Cerca de um ano e meio atrás, ela tentou uma sessão de hipnose remota após indicação de um terapeuta anterior. Em uma sessão inicial de relaxamento e sono, o psicólogo a levou para um passeio imaginário pelas montanhas Cascade, onde ela havia se casado. Ele descreveu flechas no chão que a levariam a níveis mais profundos de relaxamento.

Conforme ela andava, afirma Howe, ela sentiu sua dor desaparecer enquanto seu corpo diminuía a tensão. "Na verdade, acabei adormecendo", diz ela –seu terapeuta encerrou a sessão e eles remarcaram. "Não acredito que consegui algumas horas."

Howe fez muitas sessões desde então, concentrando-se em aumentar a tranquilidade, controlar a dor e reformular os pensamentos negativos.

"O cenário ideal é que os pacientes trabalhem com um hipnotizador e aprendam as técnicas para realizar essas sessões sozinhos", indica David Patterson, especialista em dor e psicólogo clínico da Escola de Medicina da Universidade de Washington, que é o clínico de Howe. Praticar dessa maneira é especialmente importante para condições "como dor crônica, em que você precisa de alívio por um longo período de tempo".

Langis notou que o alívio imediato da dor e da fadiga que ela obtém por meio da hipnose diminui após alguns dias.
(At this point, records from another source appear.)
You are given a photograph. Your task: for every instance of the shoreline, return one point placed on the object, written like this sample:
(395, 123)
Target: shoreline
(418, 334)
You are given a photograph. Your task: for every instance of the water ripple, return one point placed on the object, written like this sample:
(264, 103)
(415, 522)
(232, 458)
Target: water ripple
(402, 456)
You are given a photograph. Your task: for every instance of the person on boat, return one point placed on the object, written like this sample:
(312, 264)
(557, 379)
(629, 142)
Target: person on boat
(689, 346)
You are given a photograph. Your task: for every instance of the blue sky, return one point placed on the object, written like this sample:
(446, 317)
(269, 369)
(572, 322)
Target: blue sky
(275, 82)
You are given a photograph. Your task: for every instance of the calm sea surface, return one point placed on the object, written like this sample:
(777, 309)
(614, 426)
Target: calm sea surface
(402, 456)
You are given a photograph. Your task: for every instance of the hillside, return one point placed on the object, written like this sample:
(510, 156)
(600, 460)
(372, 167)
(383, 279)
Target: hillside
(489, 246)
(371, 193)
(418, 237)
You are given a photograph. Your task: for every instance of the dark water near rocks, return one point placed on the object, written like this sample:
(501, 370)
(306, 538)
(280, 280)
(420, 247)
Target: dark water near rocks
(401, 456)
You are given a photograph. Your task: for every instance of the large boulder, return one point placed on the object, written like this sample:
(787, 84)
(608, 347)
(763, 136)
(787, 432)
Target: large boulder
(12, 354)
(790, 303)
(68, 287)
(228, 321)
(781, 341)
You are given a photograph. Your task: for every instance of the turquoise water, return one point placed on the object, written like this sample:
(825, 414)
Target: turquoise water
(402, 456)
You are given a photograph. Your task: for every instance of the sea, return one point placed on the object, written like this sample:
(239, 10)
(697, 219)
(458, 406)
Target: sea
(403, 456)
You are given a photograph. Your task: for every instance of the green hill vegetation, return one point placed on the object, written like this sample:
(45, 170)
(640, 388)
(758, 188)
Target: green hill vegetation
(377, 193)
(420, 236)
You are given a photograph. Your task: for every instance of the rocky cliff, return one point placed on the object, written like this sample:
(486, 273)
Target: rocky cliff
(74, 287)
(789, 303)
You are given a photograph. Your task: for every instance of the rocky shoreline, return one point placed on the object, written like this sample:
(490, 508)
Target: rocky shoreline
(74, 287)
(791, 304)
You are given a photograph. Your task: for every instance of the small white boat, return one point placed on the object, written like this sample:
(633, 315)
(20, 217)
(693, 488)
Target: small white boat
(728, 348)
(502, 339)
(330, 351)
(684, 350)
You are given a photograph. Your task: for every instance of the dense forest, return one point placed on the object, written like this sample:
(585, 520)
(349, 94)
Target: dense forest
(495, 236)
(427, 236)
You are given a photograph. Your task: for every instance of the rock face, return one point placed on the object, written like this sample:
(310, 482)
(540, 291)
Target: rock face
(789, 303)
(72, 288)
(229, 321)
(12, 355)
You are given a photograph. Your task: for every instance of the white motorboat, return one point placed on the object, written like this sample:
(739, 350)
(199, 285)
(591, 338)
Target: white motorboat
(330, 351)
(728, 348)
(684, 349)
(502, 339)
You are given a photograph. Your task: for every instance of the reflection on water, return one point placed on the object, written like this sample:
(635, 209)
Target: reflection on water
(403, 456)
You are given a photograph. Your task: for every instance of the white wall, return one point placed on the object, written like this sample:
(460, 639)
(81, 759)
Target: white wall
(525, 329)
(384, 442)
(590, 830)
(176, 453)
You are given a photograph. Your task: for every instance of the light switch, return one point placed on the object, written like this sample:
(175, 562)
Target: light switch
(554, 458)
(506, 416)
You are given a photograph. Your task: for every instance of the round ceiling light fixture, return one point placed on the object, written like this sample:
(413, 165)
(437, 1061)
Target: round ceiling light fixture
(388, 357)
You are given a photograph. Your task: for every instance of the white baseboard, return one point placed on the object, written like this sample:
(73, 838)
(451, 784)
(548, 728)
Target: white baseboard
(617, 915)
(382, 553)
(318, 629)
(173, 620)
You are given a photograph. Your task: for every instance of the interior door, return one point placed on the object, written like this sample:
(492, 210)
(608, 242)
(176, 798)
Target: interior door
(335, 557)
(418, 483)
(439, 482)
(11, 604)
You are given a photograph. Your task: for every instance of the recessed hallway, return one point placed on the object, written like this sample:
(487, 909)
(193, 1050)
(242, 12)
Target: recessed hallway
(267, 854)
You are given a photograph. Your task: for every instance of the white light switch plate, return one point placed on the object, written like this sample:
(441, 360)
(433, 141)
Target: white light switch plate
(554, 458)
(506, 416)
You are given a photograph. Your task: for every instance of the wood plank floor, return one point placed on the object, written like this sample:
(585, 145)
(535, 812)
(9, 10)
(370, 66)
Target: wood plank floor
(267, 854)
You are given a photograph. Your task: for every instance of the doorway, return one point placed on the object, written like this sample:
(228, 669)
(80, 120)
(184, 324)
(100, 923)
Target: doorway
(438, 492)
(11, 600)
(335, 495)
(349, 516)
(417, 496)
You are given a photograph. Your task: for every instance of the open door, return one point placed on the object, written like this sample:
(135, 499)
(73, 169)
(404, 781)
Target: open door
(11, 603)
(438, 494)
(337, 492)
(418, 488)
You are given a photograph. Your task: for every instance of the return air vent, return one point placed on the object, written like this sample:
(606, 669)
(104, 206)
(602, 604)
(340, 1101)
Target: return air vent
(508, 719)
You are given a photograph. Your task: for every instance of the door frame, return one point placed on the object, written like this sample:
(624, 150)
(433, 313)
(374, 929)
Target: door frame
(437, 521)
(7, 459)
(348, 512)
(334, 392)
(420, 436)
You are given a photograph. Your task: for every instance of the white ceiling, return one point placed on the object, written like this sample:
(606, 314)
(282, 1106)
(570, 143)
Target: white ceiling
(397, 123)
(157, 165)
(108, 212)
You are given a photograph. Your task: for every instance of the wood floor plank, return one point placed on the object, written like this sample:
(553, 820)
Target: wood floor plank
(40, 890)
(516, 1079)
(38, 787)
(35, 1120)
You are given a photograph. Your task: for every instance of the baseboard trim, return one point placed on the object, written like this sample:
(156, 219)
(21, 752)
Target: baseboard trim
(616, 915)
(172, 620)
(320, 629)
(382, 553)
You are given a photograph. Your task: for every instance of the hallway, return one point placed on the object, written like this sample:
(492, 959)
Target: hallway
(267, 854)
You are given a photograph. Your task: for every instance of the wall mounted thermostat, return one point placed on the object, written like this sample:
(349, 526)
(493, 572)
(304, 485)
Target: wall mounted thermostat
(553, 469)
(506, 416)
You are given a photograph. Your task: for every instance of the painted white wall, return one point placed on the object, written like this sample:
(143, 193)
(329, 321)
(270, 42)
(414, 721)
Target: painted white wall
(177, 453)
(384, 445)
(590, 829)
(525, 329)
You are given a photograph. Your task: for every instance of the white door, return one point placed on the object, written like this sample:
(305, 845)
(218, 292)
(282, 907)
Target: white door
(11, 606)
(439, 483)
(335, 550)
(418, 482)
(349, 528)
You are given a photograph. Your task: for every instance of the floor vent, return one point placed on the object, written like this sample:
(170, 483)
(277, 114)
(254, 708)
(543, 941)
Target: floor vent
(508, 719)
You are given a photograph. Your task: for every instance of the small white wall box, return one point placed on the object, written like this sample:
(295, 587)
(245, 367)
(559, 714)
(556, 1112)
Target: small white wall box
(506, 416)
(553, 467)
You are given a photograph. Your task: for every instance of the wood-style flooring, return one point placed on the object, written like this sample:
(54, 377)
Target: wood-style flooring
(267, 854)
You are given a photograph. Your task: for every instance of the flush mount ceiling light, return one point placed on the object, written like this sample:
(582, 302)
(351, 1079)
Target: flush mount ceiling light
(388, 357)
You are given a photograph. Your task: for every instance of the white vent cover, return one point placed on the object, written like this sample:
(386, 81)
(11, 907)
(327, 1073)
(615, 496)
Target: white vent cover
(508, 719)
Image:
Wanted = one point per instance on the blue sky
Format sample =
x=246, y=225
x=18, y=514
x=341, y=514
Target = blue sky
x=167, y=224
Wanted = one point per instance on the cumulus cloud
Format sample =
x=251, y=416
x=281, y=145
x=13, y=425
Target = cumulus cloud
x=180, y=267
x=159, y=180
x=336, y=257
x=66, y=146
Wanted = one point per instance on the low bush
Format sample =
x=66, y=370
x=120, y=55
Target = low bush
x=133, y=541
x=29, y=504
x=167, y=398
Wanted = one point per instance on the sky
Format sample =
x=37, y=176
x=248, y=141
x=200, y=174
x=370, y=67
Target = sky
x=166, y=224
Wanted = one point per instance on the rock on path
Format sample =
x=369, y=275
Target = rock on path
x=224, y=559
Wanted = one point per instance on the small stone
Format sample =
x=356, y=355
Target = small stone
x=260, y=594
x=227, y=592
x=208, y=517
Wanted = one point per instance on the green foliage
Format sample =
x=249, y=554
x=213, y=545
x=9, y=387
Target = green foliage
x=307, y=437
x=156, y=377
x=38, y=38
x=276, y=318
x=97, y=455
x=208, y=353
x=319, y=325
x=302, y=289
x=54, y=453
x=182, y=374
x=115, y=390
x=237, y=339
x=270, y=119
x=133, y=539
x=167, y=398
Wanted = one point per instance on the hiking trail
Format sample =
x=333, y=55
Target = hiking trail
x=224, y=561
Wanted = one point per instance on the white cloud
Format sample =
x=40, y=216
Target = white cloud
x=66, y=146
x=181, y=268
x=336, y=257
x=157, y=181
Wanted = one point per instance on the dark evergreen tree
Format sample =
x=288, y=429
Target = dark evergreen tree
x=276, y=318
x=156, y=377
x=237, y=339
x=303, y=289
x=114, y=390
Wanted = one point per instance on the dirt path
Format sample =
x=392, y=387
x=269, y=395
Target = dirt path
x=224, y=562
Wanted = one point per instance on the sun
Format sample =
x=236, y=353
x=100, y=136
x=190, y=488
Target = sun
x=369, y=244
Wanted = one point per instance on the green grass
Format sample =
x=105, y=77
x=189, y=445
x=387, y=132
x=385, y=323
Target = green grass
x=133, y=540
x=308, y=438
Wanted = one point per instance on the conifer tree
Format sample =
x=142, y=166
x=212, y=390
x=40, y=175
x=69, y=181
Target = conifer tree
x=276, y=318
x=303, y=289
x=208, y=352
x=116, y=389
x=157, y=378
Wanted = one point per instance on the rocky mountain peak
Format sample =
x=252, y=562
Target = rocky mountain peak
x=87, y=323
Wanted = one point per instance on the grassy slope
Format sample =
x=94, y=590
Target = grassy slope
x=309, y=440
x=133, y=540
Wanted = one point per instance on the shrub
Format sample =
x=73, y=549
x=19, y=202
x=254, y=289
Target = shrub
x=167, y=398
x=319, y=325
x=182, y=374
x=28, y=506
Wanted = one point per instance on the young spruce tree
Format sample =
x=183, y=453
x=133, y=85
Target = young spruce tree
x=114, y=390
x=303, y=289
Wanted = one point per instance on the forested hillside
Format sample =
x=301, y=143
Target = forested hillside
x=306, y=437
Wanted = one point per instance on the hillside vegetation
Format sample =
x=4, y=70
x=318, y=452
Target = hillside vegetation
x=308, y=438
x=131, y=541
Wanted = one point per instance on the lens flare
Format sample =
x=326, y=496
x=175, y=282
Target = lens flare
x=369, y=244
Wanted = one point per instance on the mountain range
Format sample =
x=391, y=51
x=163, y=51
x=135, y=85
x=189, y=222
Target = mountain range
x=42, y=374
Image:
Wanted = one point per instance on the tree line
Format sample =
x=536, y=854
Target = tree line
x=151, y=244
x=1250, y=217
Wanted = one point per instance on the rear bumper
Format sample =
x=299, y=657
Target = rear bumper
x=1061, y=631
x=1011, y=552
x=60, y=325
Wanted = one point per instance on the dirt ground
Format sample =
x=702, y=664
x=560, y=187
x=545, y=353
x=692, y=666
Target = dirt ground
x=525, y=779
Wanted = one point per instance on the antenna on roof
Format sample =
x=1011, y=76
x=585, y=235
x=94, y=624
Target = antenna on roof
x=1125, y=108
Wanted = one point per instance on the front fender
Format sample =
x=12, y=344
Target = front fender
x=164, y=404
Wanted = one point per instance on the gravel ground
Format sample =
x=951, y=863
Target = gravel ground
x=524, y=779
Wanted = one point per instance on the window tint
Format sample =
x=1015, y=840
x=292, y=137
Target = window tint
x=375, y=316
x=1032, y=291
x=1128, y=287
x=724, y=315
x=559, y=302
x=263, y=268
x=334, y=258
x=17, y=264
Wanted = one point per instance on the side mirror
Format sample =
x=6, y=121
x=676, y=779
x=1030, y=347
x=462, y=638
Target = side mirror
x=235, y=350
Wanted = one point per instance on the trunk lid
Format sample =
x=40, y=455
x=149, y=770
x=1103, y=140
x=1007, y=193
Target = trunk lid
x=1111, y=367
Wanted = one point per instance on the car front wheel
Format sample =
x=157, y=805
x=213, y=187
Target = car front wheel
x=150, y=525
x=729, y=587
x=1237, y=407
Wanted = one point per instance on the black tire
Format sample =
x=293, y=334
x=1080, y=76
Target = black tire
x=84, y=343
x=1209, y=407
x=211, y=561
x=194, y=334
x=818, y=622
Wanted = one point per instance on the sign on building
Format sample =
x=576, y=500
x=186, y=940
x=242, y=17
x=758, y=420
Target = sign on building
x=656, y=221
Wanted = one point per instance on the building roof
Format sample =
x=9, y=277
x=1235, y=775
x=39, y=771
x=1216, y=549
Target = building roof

Ela reforça regularmente, revendo gravações das sessões anteriores, e diz que está se aprofundando no estado hipnótico com o tempo. "Conforme pratico, vejo cada vez mais benefícios e, portanto, fico mais animada a praticar mais", diz ela.

Depois de ouvir novamente as sessões e treinar para permanecer em estado hipnótico, Howe disse que agora sente que tem disciplina e habilidade para acalmar seu corpo e sua mente quando a dor aumenta.

"Não é que funcione 100% do tempo", diz ela, mas "quanto mais você faz, mais você ganha."